May 18, 2001

Small Business Health Fairness Act' Will Help Working Families Find Affordable Health Plans

WASHINGTON — Senator Kit Bond today (Tuesday, May 15) said he is co-sponsoring the "Small Business Health Fairness Act of 2001," a bill that will help small businesses offer employees and their family members — including more than 25 million uninsured Americans living in a family headed by an employee of a small firm — affordable health care plans comparable to benefits routinely offered employees of large companies and unions.

"In today's health-care market, small businesses that want to provide insurance for their employees are at a competitive disadvantage. Often, the cost of insurance is so high that many small companies simply cannot afford it," Bond said Tuesday.

"Passing the `Small Business Health Fairness Act' will help give these employers access to affordable health care options through legitimate Association Health Plans (AHPs). It also will give small businesses a leg up to offer high-quality health benefits, which will help them attract and retain employees in today's competitive labor market."

The bill will help close the competitive gap between small enterprise and big businesses by enabling trade associations that represent small businesses to pool health insurance purchases for their members and spread the administrative costs among more working families. Purchasing coverage through AHPs also will reduce costs health insurers normally pass on to policyholders and their employers, thereby giving small enterprise greater bargaining power to negotiate lower rates.

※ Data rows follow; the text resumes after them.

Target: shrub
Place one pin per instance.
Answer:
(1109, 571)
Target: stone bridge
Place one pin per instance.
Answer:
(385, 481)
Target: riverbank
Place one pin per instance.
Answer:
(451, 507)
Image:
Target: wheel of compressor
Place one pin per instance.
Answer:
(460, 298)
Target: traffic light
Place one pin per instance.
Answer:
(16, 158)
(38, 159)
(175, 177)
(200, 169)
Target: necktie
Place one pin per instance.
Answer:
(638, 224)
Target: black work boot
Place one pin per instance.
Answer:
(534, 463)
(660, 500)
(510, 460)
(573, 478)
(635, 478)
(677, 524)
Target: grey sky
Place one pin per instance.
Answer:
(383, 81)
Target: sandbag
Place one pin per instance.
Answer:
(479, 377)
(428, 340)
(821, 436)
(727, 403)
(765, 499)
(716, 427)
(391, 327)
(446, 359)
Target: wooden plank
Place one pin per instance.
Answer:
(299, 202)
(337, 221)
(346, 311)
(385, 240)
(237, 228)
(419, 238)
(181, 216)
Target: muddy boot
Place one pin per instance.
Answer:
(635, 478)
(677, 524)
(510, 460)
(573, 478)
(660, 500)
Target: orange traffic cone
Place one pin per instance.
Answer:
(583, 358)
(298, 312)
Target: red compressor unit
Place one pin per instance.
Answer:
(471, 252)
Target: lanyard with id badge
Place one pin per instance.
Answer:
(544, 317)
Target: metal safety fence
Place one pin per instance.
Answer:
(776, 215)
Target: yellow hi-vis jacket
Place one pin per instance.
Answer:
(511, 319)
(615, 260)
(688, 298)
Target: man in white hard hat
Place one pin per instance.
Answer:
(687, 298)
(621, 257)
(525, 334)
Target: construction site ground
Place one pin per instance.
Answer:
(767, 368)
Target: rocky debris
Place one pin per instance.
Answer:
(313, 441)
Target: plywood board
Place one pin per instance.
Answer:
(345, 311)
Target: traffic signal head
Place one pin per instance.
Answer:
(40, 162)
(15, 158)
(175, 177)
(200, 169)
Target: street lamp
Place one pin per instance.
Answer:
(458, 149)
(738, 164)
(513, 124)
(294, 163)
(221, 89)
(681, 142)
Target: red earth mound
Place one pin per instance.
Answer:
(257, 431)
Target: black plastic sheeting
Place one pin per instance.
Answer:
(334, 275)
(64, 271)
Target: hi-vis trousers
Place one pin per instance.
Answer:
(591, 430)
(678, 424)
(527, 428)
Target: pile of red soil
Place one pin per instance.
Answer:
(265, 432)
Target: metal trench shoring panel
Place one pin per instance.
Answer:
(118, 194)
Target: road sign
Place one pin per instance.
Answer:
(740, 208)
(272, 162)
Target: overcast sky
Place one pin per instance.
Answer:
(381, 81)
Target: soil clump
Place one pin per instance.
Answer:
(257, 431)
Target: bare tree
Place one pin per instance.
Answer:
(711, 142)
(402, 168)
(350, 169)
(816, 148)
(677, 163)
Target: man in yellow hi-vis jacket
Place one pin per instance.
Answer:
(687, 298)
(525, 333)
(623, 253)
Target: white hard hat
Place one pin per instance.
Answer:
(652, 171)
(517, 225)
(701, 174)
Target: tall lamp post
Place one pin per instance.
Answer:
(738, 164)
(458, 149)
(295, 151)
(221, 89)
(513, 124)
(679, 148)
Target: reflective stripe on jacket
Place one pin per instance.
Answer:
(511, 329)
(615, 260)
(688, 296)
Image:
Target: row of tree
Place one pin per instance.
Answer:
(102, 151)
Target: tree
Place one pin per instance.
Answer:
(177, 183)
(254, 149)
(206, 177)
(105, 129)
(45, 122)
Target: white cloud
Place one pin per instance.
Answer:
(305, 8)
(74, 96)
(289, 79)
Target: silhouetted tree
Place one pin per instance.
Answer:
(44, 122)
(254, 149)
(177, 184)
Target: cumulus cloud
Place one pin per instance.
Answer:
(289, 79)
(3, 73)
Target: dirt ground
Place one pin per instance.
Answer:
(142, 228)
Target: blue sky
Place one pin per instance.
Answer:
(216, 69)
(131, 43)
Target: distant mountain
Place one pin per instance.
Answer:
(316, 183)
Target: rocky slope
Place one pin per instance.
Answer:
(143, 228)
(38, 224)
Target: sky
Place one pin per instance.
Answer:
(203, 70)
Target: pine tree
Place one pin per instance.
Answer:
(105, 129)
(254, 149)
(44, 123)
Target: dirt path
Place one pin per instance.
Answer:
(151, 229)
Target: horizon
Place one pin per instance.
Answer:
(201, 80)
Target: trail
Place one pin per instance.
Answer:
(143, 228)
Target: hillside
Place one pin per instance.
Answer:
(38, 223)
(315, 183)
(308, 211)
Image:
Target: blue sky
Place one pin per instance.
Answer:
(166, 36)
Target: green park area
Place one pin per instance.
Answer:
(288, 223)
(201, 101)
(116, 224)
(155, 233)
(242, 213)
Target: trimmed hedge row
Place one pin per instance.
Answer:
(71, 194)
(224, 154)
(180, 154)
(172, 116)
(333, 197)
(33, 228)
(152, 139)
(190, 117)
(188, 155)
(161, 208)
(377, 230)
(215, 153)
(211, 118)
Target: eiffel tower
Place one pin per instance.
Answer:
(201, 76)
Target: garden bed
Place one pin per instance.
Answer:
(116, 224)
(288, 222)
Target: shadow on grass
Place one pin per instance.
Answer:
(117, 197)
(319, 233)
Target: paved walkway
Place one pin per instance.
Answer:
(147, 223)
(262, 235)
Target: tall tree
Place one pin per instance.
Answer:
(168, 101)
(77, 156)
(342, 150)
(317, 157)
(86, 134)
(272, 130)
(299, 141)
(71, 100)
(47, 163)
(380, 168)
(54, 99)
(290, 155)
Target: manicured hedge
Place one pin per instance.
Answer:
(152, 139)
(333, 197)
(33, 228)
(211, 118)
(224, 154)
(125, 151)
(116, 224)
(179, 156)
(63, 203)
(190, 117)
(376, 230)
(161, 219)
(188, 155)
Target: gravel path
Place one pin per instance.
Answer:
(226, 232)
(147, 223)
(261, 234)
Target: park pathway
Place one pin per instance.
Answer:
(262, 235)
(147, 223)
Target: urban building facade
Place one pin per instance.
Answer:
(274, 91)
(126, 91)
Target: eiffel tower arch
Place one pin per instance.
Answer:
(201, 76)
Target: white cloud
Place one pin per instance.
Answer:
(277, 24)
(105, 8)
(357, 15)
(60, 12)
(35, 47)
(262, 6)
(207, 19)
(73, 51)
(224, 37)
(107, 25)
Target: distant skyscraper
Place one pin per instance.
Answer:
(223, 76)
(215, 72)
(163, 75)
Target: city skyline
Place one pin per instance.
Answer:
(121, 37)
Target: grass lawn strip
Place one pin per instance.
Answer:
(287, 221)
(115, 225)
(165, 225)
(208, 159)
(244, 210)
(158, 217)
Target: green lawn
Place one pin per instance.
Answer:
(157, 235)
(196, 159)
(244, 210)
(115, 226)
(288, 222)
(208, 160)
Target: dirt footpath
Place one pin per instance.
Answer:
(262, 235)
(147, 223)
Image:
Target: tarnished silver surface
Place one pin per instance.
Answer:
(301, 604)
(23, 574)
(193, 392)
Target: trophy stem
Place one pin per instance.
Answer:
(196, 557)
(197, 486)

"The best patient protection of all is access to affordable health care options," Bond said. "Yet, more than 43 million Americans currently have no coverage at all. About 60 percent of those uninsured have one thing in common: they are either self-employed or someone in their family is employed by a small business that cannot afford to provide health benefits. "Signing up for health care under an AHP will be less expensive and easier, prompting thousands of small businesses, which currently do not make health insurance available, to begin coverage. Moreover, it will enable small firms to choose from a wider range of health care options and offer the services their employees need most.

According to Bond, key provisions contained in the "Small Business Health Fairness Act," will:

— result in savings for small businesses, of potentially 10 percent or more;

— improve stability in health care rates through large group purchasing;

— expand employers' choices in designing a benefits package for employees;

— increase competition among health insurers vying to cover employees of small firms;

— reduce the insurer's overhead, which typically pushes health plan costs out of reach of most small businesses.